RA patients of either White British (n = 91) or South Asian (n = 89) origin were recruited from secondary care. Data were collected via questionnaires on patients’: (1) self-reported adherence (Medication Adherence Report Scale-MARS); (2) beliefs about medicines (Beliefs about Medicines Questionnaire-BMQ); (3) illness perceptions (Illness Perceptions Questionnaire-IPQ) and (4) satisfaction with information about DMARDs (Satisfaction with Information about Medicines questionnaire-SIMS). In addition, clinical and demographic data were collected.

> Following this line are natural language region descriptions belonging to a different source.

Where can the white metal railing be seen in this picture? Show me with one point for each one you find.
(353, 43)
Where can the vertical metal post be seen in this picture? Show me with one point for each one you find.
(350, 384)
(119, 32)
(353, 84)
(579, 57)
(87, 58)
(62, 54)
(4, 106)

The results revealed that socio-demographic factors only explained a small amount of variance in adherence whereas illness representations and treatment beliefs were more substantial in explaining non-adherence to DMARDs. Patients’ self-reported adherence was higher in White British than South Asian patients (median 28 (interquartile range 26–30) vs median 26 (interquartile range 23–30) respectively; P = 0.013, Mann–Whitney test). Patients who reported lower adherence were more dissatisfied with the information they had received about their DMARDs (P < 0.001, Spearman correlation, SIMS action and usage subscale; P < 0.001, Spearman correlation, SIMS potential problems subscale) and had more negative beliefs about their DMARDs and were related to ethnicity with South Asian patients having more negative views about medicines.


Socio-demographic factors were found to explain a small amount of variance in adherence. Illness representations and treatment beliefs were more important in explaining non-adherence to DMARDs. Clinicians managing South Asian patients with RA need to be aware that low adherence may be linked to negative beliefs about medicines and illness representations of RA.